What transit fare is fair? Translink riders want lower fares, particularly for short trips

Translink’s comprehensive fare review, the first since the modern system was established a generation ago, is finding strong support for lower fares for frequent riders making short trips.

But is such a fare system fair?

As transit expert Jarrett Walker has explained, the fairness of fares can vary depending on the trip, the rider and many other factors.

Translink expects to release a range of new fare structure options in the first half of 2017, with a final decision some time in 2018. The new structure, based on the Compass card and the reams of data the new fare card is producing, could have a dramatic impact on city transit riders.

The first round of consultation, which included both a market research study and a public questionnaire filled out by thousands of riders, found “lower fares for shorter distance trips” a priority for both groups. Translink reports that 59 percent of trips under 10 kilometres are taken by people reporting income of under $25,000 a year, a fact which underlines the social justice  aspect of fare policy.

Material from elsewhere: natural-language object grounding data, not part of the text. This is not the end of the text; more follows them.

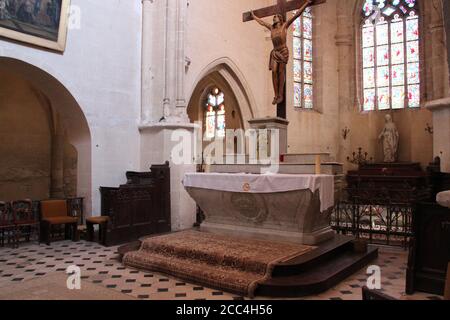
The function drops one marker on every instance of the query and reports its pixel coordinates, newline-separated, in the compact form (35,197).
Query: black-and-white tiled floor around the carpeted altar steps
(100,267)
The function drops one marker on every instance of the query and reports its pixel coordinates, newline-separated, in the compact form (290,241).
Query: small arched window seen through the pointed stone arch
(215,114)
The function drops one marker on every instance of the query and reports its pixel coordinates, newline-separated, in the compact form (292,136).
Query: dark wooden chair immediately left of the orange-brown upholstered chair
(25,222)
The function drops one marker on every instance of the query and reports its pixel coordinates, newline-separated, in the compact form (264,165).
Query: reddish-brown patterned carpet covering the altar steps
(217,261)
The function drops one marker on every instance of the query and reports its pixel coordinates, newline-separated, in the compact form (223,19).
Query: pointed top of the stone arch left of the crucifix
(223,71)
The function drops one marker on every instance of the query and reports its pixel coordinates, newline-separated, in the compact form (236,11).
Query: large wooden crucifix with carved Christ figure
(279,56)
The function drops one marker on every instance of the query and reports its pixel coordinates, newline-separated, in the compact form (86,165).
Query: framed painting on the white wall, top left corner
(38,22)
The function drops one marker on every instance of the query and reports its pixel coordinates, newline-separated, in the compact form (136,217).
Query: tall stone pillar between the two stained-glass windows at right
(344,42)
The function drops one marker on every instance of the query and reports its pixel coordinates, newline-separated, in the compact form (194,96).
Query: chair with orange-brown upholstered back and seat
(55,213)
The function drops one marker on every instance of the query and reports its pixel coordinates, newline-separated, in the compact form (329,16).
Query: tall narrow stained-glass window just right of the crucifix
(303,61)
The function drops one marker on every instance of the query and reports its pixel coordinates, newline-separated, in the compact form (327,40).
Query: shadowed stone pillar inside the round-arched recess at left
(57,164)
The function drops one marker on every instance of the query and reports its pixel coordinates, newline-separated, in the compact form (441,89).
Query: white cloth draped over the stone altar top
(265,183)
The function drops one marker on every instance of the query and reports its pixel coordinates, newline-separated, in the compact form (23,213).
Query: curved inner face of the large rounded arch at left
(68,114)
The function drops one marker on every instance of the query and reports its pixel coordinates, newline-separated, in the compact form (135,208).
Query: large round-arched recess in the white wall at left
(45,149)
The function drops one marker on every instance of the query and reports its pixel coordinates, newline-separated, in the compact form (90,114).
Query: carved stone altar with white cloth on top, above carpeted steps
(293,208)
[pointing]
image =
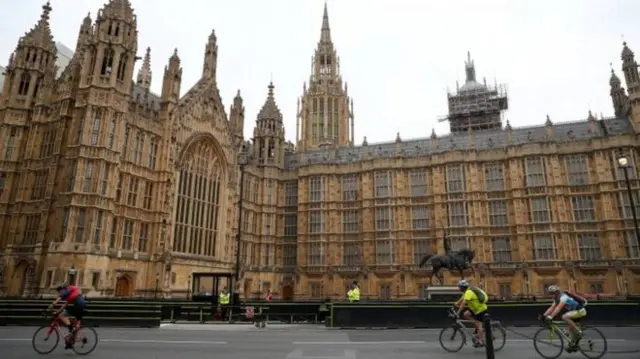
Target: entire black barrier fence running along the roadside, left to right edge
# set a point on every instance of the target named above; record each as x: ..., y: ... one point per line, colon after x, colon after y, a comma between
x: 400, y: 314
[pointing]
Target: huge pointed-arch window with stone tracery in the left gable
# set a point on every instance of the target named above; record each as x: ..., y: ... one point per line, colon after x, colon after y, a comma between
x: 199, y: 201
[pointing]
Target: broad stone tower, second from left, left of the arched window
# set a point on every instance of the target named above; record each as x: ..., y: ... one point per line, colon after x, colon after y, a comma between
x: 92, y: 184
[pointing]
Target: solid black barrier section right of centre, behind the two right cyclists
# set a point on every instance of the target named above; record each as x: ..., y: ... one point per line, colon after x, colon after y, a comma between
x: 434, y: 315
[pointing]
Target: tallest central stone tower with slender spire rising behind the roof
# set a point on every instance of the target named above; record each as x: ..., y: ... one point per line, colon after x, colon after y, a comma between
x: 325, y: 111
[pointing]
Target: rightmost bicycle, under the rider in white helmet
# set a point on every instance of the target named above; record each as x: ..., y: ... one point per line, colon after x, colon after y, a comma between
x: 557, y: 336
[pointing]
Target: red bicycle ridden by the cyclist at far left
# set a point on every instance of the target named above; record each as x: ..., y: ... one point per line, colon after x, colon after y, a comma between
x: 86, y: 336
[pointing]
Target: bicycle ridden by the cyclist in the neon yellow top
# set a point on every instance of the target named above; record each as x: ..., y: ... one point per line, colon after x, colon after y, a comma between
x: 460, y: 327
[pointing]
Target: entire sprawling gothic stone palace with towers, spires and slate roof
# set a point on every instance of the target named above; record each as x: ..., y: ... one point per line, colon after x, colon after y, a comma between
x: 102, y: 176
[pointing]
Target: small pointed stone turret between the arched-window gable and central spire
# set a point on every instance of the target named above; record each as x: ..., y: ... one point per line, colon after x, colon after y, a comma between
x: 268, y: 135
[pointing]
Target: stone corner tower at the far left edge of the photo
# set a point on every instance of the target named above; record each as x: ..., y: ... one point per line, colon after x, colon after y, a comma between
x: 29, y: 77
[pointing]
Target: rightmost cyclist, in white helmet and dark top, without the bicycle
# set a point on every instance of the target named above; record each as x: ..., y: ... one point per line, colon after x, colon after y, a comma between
x: 572, y: 306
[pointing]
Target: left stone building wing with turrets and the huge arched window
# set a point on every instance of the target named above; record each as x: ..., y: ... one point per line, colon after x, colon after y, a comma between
x: 129, y: 190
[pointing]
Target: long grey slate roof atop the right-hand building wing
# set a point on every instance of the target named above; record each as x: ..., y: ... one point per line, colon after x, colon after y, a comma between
x: 563, y: 132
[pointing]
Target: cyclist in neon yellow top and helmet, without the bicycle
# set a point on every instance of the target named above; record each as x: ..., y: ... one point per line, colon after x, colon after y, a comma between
x: 474, y: 300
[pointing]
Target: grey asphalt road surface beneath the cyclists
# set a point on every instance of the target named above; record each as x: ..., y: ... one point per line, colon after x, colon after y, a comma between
x: 193, y: 341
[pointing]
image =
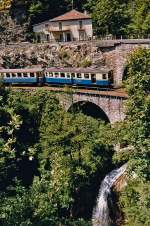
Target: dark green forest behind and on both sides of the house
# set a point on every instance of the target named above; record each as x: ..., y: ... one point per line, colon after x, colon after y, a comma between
x: 115, y: 17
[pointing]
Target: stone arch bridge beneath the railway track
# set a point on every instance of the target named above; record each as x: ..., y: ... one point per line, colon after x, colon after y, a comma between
x: 107, y: 105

But in Metro Vancouver’s brutal housing market, people with lower incomes are often forced to make longer and longer trips between work and home.  These long distance trips can touch three zones and cost the maximum if Skytrain is involved, but a trip of similar length by bus is a single zone fare.

These are the issues Translink must reckon with. The City of Vancouver’s transportation engineers are monitoring the fare review closely to make sure the views of city transit riders are heard. As things stand, Vancouver riders would like lower fares for frequent riders making short trips — people like them. Is that fair? Time will tell.